According to state regulations, for a girl to participate in mixed competition with the boys, a review panel comprising a school physician, a physical education teacher designated by the principal and sometimes others must approve the crossover.

Though the opportunity has existed for years for girls to join boys’ sports if there is no female version of that sport, on Feb. 1, the New York State Public High School Athletic Association’s Executive Committee approved a proposal to allow girls to participate in boys’ and girls’ regular season events, as long as they don’t exceed 20 matches, the maximum amount.

This means, explained Carol Roseto, the Rockville Centre School District’s director of athletics, that girls are now allowed to participate in all-girls events during the season in addition to competing against the boys. Roseto, who learned judo as a young girl and worked as a physical education teacher and assistant wrestling coach at Lawrence Public Schools for about a decade, was asked to lead the charge in Nassau County to gauge girls’ interest in the sport.

Roseto started looking at the middle-school level, because they were still in season, and found 19 girls in the county who wanted to compete in the all-female competition last month.

“It was really cool, because I didn’t know that there were so many of them,” Mia said of her fellow female competitors in the county. “I was like, ‘Wow, there are other people who do this, and we can really change wrestling and make it become an actual thing.’”

Mia was a captain of the South Side Middle School wrestling team this year, and went 4-2, including a pin in the first period.
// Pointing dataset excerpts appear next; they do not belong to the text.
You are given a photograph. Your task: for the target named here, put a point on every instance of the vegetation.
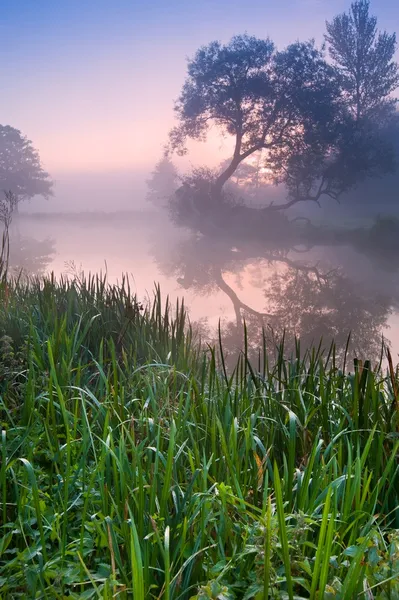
(133, 465)
(318, 126)
(21, 170)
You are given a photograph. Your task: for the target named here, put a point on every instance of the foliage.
(364, 58)
(134, 465)
(21, 171)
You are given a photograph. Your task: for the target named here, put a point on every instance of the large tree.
(293, 106)
(21, 170)
(263, 98)
(364, 58)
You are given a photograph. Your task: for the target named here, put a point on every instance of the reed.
(135, 465)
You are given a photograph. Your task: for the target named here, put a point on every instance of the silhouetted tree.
(21, 171)
(263, 98)
(364, 58)
(291, 105)
(162, 183)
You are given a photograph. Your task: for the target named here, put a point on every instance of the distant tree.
(364, 58)
(163, 183)
(261, 97)
(291, 106)
(21, 171)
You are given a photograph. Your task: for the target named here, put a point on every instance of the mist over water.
(325, 292)
(267, 198)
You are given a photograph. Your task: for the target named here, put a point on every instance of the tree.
(292, 106)
(163, 183)
(21, 171)
(364, 60)
(263, 98)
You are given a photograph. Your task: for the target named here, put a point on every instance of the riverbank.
(133, 465)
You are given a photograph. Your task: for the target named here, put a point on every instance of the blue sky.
(92, 82)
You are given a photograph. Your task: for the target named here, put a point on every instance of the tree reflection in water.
(300, 297)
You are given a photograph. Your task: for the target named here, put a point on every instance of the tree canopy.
(302, 111)
(21, 170)
(162, 183)
(364, 60)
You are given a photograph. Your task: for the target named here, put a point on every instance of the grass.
(134, 465)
“She grew a lot last year from day to day, match to match,” said assistant coach Sal DiGiacomo. “Coming into this year, she was really determined to impress the coaches and the rest of her teammates and be a leader.”

Eckert said girls’ wrestling is very popular in other parts of the country, but in his 15 years of coaching — including at Kellenberg Memorial High School and St. Anthony’s — he has seen only about a half dozen females compete.

“To kind of see Long Island starting to cultivate some of the girl athletes for wrestling is just a huge step forward for the sport,” Eckert said.

A track and cross-country athlete as well, Mia said she hopes to continue wrestling in high school. Roseto is hoping to start a girls’ division in Rockville Centre’s youth wrestling program and is spreading information to other athletic directors in the county to help foster the girls’ wrestling movement. She said she would also be contacting Nassau Community College, which recently started a girls’ wrestling team, to see if they could organize a clinic this spring.

“While we’ve got the momentum going,” Roseto said, “I’m going to try to just keep offering opportunities for females.”